ZTE Outlines Global Ambitions

LONDON -- Chinese vendor ZTE Corp. (Shenzhen: 000063; Hong Kong: 0763) is accelerating its march into the network infrastructure and handset markets outside its domestic market, and has set itself some ambitious goals for the coming three to five years.

Speaking at a media event here today, Jim Jinghui, managing director of ZTE (UK) Ltd., said that within the next three years, the company intends to be among the top three vendors in both the wireless and wireline equipment markets. All very well, but Jinghui didn't provide any insight into how the company intends to reach those lofty goals beyond what it has said before. (See ZTE Unveils New 'Western' Division.)

ZTE says it overtook Nortel Networks Ltd. and Motorola Inc. (NYSE: MOT) in 2009 to become the world'’s fifth-largest telecom infrastructure vendor, with carrier network infrastructure revenues of US$5.91 billion giving it a 7.5 percent share of the global market. (See ZTE Grows 36% in 2009.)

According to various industry analyst firms, ZTE now commands 19 percent of the global FTTX market (Idate ), is the fourth-largest supplier of mobile base stations (Infonetics Research Inc. ), and the fifth-largest optical equipment vendor (Ovum Ltd. ).

The company's aspirations don't stop at the infrastructure market, though.

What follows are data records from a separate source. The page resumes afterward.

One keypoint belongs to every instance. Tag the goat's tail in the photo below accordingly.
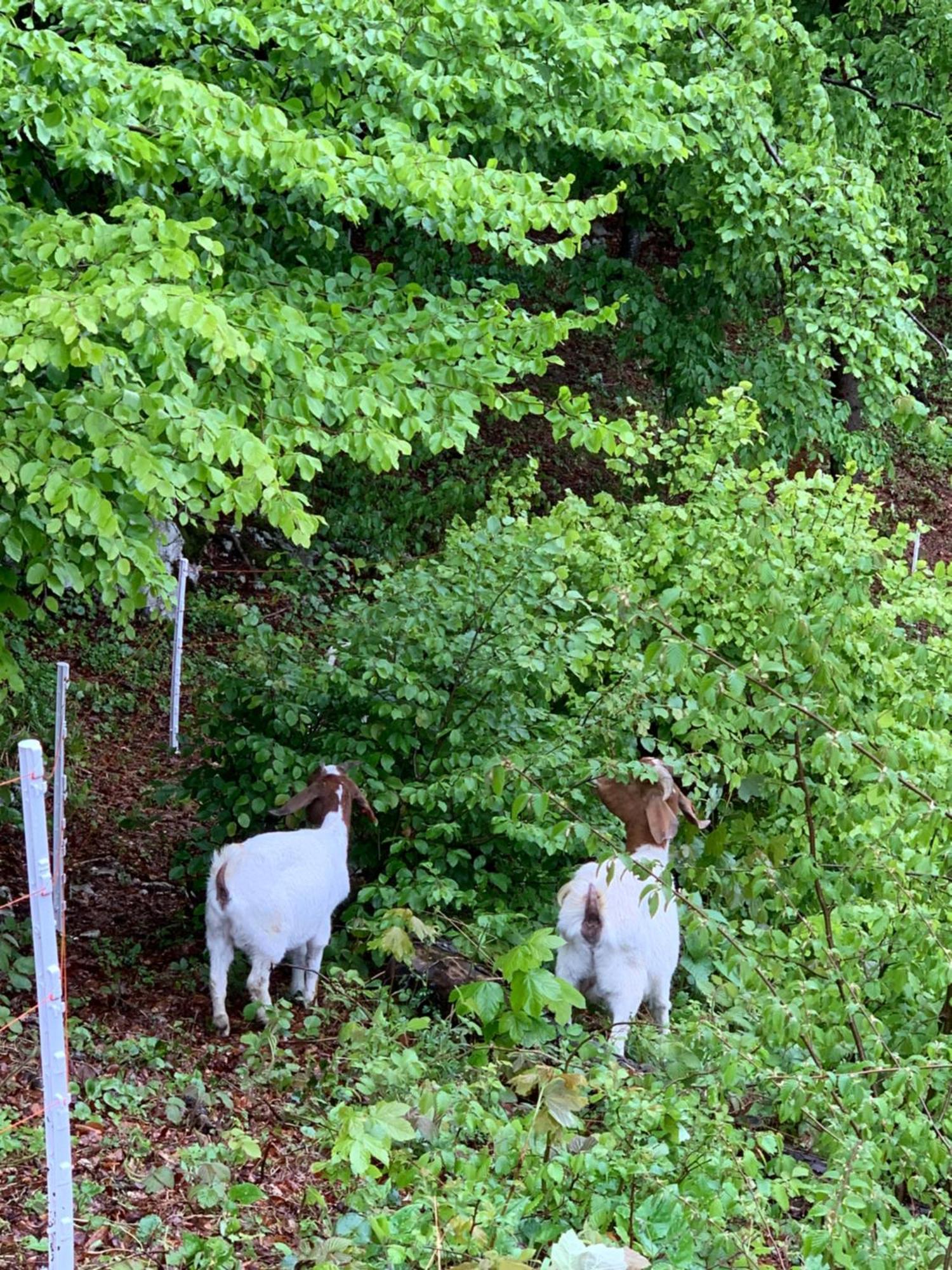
(592, 916)
(218, 893)
(581, 911)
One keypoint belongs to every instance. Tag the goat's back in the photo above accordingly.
(610, 906)
(276, 891)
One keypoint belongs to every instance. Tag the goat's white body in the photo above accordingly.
(282, 890)
(637, 953)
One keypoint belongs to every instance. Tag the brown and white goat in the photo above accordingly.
(277, 892)
(621, 933)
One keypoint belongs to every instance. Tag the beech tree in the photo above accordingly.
(188, 327)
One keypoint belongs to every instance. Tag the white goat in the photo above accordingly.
(276, 893)
(616, 949)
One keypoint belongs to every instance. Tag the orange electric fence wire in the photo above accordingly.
(12, 1023)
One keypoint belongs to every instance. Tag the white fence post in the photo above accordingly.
(180, 618)
(63, 679)
(53, 1034)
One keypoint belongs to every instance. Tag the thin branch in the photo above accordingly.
(657, 615)
(822, 896)
(926, 331)
(856, 87)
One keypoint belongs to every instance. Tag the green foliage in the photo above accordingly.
(188, 327)
(535, 993)
(760, 624)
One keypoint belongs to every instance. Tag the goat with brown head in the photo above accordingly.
(621, 930)
(276, 893)
(651, 811)
(328, 789)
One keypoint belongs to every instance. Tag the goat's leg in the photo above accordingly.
(624, 990)
(299, 957)
(661, 1005)
(258, 984)
(315, 956)
(221, 953)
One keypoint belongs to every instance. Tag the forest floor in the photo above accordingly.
(135, 949)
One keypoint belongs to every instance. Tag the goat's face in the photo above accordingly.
(649, 810)
(329, 789)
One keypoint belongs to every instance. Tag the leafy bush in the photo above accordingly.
(764, 637)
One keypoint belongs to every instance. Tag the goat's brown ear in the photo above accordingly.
(662, 821)
(689, 810)
(298, 802)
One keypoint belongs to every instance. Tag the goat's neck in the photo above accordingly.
(336, 829)
(651, 854)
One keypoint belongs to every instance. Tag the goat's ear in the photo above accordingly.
(364, 806)
(298, 802)
(689, 810)
(662, 821)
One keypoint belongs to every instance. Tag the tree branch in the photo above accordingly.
(856, 87)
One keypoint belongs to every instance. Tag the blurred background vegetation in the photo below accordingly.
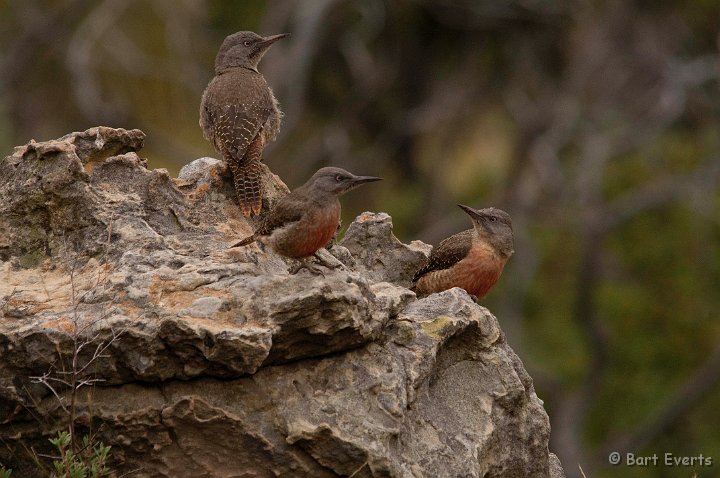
(593, 122)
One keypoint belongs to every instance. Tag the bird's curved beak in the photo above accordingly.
(473, 213)
(269, 40)
(358, 180)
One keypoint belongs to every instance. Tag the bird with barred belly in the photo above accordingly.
(473, 259)
(239, 114)
(305, 220)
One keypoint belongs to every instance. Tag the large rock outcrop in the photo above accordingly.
(217, 362)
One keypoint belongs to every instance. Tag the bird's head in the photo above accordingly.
(336, 181)
(244, 49)
(493, 225)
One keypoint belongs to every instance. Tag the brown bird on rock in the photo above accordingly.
(239, 113)
(472, 259)
(305, 220)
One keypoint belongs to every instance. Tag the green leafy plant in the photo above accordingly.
(90, 461)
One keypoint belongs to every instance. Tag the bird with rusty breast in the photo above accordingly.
(239, 114)
(305, 220)
(473, 259)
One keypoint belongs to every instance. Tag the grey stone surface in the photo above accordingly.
(223, 364)
(378, 254)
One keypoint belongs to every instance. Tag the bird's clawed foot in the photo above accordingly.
(329, 261)
(304, 264)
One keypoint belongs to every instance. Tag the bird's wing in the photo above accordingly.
(289, 209)
(236, 119)
(448, 253)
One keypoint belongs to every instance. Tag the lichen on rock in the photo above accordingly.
(224, 364)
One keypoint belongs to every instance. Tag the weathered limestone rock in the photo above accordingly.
(378, 254)
(216, 361)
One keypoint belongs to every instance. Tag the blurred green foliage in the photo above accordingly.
(595, 124)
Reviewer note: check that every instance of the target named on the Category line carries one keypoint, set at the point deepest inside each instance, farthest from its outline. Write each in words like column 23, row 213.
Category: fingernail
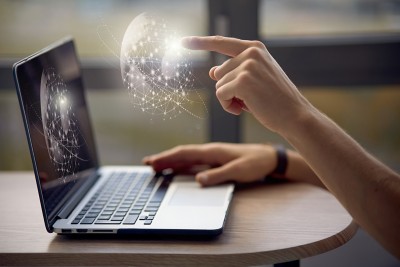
column 185, row 41
column 147, row 160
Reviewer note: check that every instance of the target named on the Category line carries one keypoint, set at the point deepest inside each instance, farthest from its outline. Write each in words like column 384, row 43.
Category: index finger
column 224, row 45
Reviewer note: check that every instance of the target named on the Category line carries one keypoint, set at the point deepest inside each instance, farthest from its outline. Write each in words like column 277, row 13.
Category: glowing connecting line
column 154, row 69
column 59, row 124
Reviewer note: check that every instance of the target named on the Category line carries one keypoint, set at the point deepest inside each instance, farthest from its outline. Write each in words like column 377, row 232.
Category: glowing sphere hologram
column 155, row 69
column 59, row 123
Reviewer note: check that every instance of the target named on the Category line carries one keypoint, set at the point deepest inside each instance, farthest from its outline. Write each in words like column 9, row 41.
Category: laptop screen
column 57, row 122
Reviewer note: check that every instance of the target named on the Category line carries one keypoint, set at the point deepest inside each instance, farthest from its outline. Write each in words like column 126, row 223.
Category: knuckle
column 244, row 77
column 251, row 64
column 254, row 52
column 218, row 38
column 258, row 44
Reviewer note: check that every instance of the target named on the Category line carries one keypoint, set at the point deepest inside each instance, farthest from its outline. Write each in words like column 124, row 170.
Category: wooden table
column 267, row 224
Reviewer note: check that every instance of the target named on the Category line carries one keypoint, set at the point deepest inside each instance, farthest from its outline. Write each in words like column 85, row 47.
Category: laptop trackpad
column 191, row 194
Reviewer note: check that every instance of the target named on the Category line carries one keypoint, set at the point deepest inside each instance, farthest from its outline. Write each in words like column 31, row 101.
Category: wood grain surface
column 267, row 223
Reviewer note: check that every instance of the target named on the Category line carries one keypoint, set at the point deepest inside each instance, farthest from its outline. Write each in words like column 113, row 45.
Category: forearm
column 299, row 171
column 367, row 188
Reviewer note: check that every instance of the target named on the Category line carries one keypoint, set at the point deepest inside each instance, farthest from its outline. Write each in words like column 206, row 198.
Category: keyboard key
column 87, row 220
column 117, row 218
column 107, row 222
column 104, row 217
column 131, row 219
column 147, row 222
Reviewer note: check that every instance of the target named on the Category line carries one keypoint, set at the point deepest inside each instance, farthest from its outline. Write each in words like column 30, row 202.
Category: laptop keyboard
column 125, row 198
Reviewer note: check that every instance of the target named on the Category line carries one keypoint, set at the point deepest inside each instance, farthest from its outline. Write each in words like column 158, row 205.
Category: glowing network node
column 155, row 69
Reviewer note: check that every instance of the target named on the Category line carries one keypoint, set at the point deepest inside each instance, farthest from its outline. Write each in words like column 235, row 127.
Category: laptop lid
column 58, row 128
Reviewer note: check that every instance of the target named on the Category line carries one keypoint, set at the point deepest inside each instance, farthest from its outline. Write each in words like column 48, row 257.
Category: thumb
column 212, row 73
column 228, row 172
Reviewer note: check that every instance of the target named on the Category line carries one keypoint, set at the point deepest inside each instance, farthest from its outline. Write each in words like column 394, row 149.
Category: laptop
column 78, row 195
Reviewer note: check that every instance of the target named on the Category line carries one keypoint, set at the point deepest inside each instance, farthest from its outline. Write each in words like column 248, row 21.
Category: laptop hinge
column 77, row 197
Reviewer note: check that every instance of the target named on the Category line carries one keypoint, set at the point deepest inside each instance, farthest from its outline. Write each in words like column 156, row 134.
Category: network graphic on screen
column 59, row 123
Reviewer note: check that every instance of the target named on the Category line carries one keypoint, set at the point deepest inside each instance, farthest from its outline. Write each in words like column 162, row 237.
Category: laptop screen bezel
column 88, row 176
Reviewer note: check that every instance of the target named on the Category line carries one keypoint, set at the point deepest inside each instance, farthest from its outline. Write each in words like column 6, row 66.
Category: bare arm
column 243, row 163
column 253, row 81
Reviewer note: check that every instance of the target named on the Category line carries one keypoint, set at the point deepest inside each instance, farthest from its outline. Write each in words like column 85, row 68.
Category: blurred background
column 343, row 54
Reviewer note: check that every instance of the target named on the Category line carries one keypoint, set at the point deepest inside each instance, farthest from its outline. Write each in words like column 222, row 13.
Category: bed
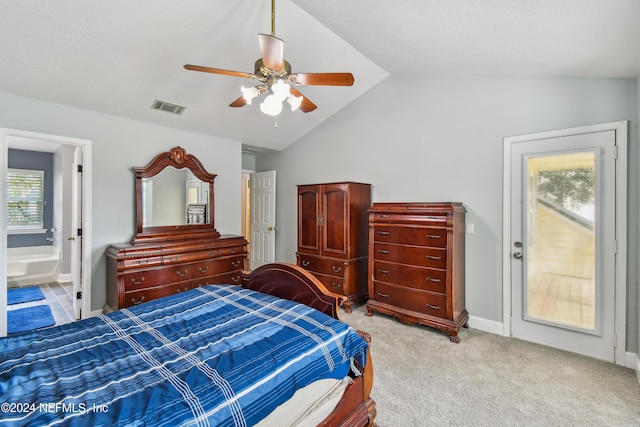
column 271, row 352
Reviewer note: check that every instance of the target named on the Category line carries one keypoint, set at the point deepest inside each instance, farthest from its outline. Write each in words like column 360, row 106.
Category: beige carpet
column 423, row 379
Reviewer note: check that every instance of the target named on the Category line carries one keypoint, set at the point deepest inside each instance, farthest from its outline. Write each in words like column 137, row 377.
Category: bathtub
column 32, row 265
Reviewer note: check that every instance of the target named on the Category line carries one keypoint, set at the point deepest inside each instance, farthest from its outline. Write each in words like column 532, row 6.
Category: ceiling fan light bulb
column 271, row 105
column 295, row 102
column 281, row 90
column 249, row 93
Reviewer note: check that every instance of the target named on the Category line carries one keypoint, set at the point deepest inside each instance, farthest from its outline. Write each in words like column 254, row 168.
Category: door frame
column 87, row 156
column 621, row 129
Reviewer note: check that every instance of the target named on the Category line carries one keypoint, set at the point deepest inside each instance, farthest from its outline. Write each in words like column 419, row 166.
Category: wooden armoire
column 332, row 236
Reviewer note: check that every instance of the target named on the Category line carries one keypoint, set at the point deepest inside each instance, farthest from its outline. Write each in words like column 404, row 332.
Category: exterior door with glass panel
column 563, row 242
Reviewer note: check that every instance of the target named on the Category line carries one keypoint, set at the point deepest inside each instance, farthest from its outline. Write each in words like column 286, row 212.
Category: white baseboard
column 485, row 325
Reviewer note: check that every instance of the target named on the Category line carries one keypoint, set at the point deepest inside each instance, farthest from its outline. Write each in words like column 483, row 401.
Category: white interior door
column 263, row 218
column 76, row 237
column 563, row 237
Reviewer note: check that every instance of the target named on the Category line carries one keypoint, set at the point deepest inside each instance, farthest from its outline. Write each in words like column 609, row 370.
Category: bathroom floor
column 58, row 297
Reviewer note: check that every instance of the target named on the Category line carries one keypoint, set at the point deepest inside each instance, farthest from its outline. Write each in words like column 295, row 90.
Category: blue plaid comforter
column 218, row 355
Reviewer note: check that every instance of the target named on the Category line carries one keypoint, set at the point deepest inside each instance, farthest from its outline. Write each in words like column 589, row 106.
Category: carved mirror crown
column 174, row 199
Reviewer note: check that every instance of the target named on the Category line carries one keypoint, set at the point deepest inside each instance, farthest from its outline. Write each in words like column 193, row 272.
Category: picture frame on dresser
column 417, row 264
column 172, row 254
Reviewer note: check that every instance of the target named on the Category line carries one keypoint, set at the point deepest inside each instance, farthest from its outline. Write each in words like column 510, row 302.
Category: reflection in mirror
column 168, row 196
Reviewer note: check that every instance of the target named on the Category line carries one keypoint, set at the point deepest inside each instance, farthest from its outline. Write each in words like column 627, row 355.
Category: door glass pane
column 561, row 242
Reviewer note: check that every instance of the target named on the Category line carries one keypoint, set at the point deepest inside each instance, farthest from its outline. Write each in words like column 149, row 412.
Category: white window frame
column 33, row 228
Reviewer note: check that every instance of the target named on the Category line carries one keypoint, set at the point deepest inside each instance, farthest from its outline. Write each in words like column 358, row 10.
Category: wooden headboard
column 292, row 282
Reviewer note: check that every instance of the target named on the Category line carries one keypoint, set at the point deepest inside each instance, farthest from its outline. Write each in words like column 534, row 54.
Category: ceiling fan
column 276, row 78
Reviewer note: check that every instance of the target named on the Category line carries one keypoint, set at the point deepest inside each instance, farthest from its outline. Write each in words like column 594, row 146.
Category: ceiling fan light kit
column 275, row 77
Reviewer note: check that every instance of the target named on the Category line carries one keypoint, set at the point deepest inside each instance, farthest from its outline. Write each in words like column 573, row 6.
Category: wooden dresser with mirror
column 176, row 246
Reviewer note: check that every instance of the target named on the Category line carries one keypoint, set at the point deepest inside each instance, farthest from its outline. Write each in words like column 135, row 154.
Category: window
column 25, row 200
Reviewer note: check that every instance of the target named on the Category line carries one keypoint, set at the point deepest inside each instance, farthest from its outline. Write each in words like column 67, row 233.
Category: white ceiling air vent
column 168, row 107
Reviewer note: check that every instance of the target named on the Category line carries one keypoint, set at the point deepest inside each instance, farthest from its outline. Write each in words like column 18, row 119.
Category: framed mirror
column 174, row 199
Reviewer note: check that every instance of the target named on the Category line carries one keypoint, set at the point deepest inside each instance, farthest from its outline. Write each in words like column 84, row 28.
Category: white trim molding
column 621, row 130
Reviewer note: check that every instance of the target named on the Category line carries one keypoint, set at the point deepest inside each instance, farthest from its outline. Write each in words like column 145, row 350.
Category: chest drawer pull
column 134, row 302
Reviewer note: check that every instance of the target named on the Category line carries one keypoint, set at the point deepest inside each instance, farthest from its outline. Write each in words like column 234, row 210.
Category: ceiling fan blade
column 324, row 79
column 272, row 49
column 218, row 71
column 306, row 106
column 240, row 102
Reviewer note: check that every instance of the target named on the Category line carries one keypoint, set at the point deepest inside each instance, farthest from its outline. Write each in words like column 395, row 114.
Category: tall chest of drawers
column 416, row 264
column 141, row 273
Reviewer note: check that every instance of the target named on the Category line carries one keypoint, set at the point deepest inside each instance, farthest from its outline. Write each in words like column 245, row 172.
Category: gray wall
column 118, row 144
column 34, row 160
column 441, row 139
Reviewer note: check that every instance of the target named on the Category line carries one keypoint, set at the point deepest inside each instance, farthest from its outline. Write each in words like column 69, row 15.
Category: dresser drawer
column 155, row 277
column 217, row 266
column 420, row 236
column 407, row 218
column 330, row 267
column 423, row 302
column 137, row 297
column 428, row 279
column 412, row 255
column 228, row 278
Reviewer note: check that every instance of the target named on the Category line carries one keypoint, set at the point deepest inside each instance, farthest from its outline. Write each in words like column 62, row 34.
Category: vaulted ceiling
column 118, row 56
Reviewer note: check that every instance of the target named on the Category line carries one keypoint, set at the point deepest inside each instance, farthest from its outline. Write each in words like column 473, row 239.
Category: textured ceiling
column 117, row 56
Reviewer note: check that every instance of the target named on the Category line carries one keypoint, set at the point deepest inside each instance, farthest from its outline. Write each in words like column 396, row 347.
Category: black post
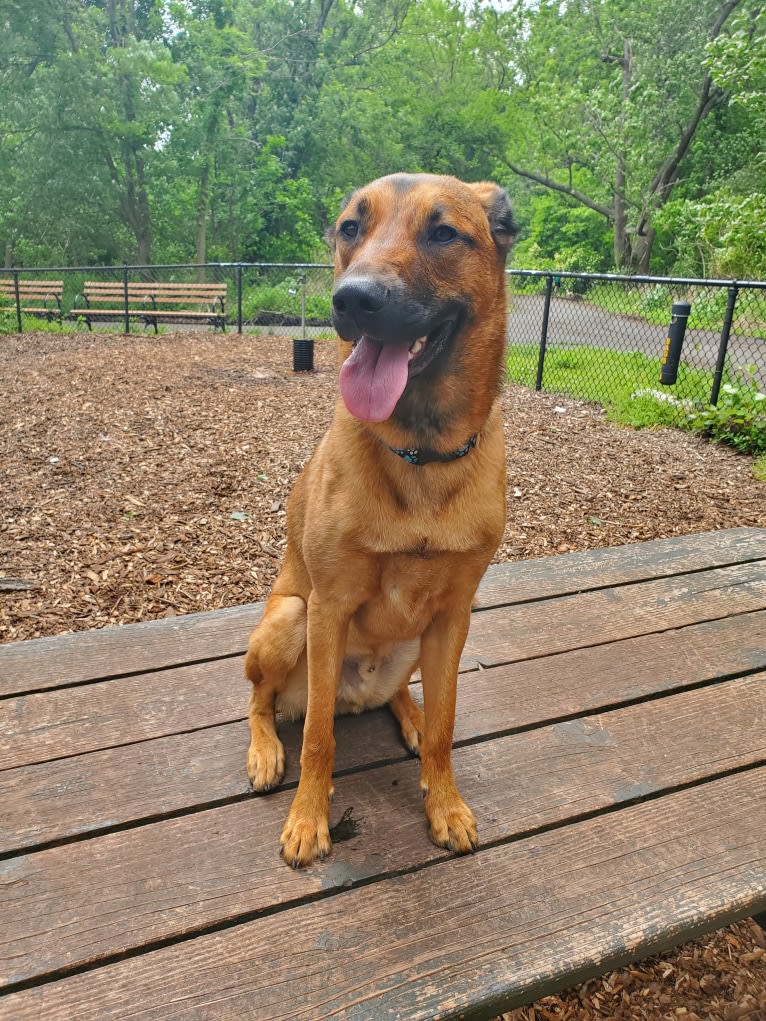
column 18, row 301
column 125, row 295
column 239, row 297
column 728, row 319
column 543, row 332
column 679, row 313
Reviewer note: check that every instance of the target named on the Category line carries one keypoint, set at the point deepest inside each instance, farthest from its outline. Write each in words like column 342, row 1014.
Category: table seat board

ZTE aims to be among the top five mobile device suppliers within the next three years, and break into the top three within five years. That means ZTE will have to overtake the likes of LG Electronics Inc. (London: LGLD; Korea: 6657.KS) , Motorola Inc. (NYSE: MOT), and Sony Ericsson Mobile Communications in terms of volume shipments -- a tall order indeed.

That's not its only tough task. The vendor clearly has its work cut out to boost its revenues outside China. Europe and the US still only accounted for 16.3 percent of global revenues in 2009, or a third of total international sales, while China accounts for just more than half of total revenues, at 50.4 percent.

Jinghui said the company now has relationships with 23 of the world's top 30 operators, and 500 operators in 140 countries. But it's clear that handsets and mobile broadband dongles, rather than network gear, will be the initial growth areas for the company in global markets.

In the UK market, for example, ZTE has made some headway with device sales, and expects to sell up to 3 million handsets and mobile broadband dongles in 2010, double the volume sold in the UK in 2009.

ZTE has yet to sign any network deals in the UK, although it's expecting to sign (mainly fixed) network contracts worth a total of $10 million in 2010, increasing to $25 million in 2011. Jinghui said he expects ZTE to start securing wireless network deals in the UK in two to three years' time, with the introduction of Long Term Evolution (LTE) providing the impetus.

"HSPA could last a long time... five years or more," said Jinghui, though he added that there might be some early adopter opportunities with LTE.

Jinghui admitted that ZTE still sees handsets as the strongest growth area in Europe in the near future. (See ZTE Aims for Euro Smartphones.)

Currently, the vendor is the sixth- largest handset manufacturer globally, shipping more than 60 million mobile terminals in 2009, including 20 million data cards.

In the UK, the company is targeting 6-8 percent of the handset market in 2010, a target that will be helped by the launch of around eight new handsets this year, two of which will be based on the Android platform.

Wu Sa, director of mobile device operations for ZTE (UK) Ltd., said the focus will be on the UK carrier handset channel this year, which ZTE estimates to be around 17 million units in total. But he conceded that the vendor will have to increasingly address the retail market if it is to reach its global market share goals. Indeed, ZTE will be stepping up its own-branding activities in Europe in 2010, with handsets such as the ZTE Skype phone already being marketed in the UK.